Romance Book ReviewsPage Two of Two
Texas Rich by Fern MichaelsBallantine, August, 2001
Hardcover, 529 pages
Ballantine is reissuing in a special hardcover the bestselling Texas series, which begins with Texas Rich, and is followed by Texas Fury, Texas Heat, and Texas Sunrise. The Texas series is a sprawling saga which tells the story of the fabulously wealthy Coleman family: their loves, losses, triumphs and betrayals are portrayed from the 1940s to present day. The story opens in Philadelphia during World War II. Young and beautiful, Billie Ames meets a handsome navy pilot, Moss Coleman, who is stationed at the Philadelphia Navy Yard. After a whirlwind courtship, and a little help from Billie's scheming mother, Billie and Moss are married and have moved to Sunbridge, the 250,000 acre Texas ranch owned by the wealthy Coleman family. Billie must face an incredibly manipulative father-in-law who has inexplicably teamed up with her own mother (who always wanted to be rich and hated their lives of genteel poverty in Philadelphia) and the fact that Moss may not be the man that she thought she married. As the years go by and the family expands, Billie remains the strong center of a family dynasty which is marked by passion, betrayal, joy and heartbreak that all the money in the world cannot assuage.
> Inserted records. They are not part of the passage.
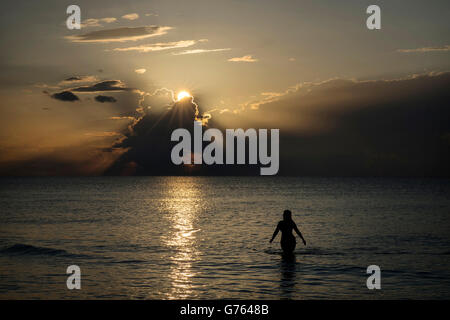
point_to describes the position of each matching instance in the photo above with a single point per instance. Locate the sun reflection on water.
(183, 204)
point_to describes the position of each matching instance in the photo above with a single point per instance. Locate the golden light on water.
(183, 209)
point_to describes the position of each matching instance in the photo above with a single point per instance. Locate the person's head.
(287, 215)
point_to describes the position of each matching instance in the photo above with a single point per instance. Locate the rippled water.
(207, 237)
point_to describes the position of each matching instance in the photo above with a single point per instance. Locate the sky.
(347, 100)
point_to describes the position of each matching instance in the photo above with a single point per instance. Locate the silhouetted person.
(287, 238)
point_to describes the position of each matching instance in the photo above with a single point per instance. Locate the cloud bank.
(120, 34)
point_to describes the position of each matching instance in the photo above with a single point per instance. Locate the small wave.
(25, 249)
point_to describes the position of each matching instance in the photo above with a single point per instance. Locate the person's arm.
(275, 234)
(299, 234)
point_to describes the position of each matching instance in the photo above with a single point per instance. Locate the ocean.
(208, 237)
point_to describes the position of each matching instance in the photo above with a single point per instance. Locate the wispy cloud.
(159, 46)
(120, 34)
(103, 134)
(130, 16)
(78, 79)
(247, 58)
(426, 49)
(195, 51)
(97, 22)
(104, 99)
(140, 71)
(107, 85)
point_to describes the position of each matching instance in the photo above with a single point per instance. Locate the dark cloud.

The Texas saga showcases Fern Michaels' considerable talents as a storyteller. The opening scenes with Billie as a young girl in World War II are absolutely wonderful; Michaels perfectly evokes the mood and tone of the era. As the years go by, the attitudes and mores of the times are clearly reflected in the actions and outlook of each successive generation of children. Billie Ames is a fascinating character, who is quite naïve when she marries, but grows into a complex, strong woman who must hold an entire family together in the face of great triumphs and tragedies. This is an absorbing and very entertaining book, and fans are sure to delight in this new edition.
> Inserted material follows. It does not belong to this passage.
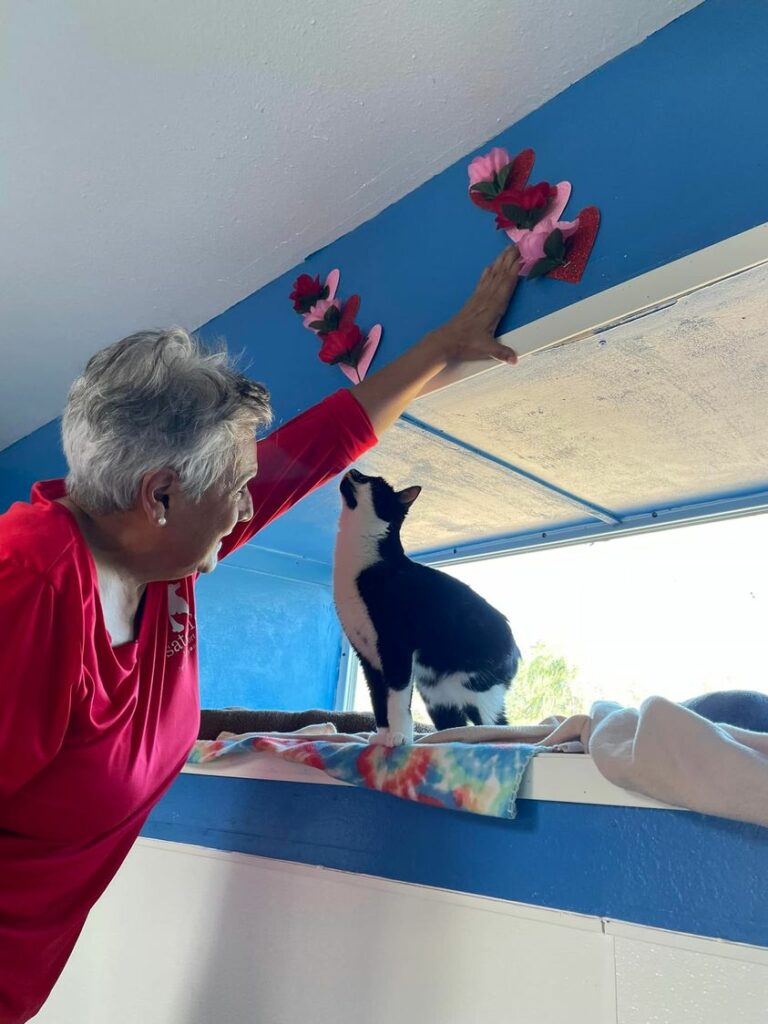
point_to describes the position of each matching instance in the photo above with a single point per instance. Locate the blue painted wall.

An Offer From a Gentleman by Julia QuinnAvon, July, 2001
Paperback, 384 pages
Although it is never openly spoken of, Sophie Becket is the the illegitimate daughter of the Earl of Penwood. In his will, the Earl specified that his second wife would receive a large sum of money if she would allow Sophie to live with her after his death. Sophie's stepmother, the dowager countess, despises Sophie and relegates her to the servants' quarters. Sophie's two stepsisters also treat her horribly. The night of the Bridgerton masquerade ball, the servants of the house help transform Sophie into a perfectly turned-out beauty so that she can go to the ball. At the ball, Sophie meets the handsome and charming Benedict Bridgerton, and the two are smitten. But Sophie must rush home to don her servant's garb, and when her stepmother finds out she went to the ball, she is thrown out on the street. Benedict searches for the beautiful mystery woman he fell for at the ball, but to no avail. Several years pass, and the two meet again when Benedict saves Sophie from the unwanted attentions of a drunk nobleman. Benedict finds Sophie a place as a maid in his mother's London home. But Benedict doesn't recognize Sophie as his missing mystery woman from the night of the ball, although he does find her attractive. But he certainly can't marry a servant girl, now can he?
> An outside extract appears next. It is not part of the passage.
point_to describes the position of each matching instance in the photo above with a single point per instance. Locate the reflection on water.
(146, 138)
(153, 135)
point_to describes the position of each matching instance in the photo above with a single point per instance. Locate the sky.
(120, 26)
Julia Quinn has taken the Cinderella story, given it a Regency era background and added a few of her own special twists to create a delightful tale. Sophie has kept her identity as the illegitimate daughter of an earl a dark secret, and so a marriage seems impossible given the class difference. But with a little help from a real fairy godmother -- Benedict's mother -- true love actually has a chance. Julia Quinn has a light touch with witty repartee, yet there is real heart which underlies the humor in this passionate and endearing story.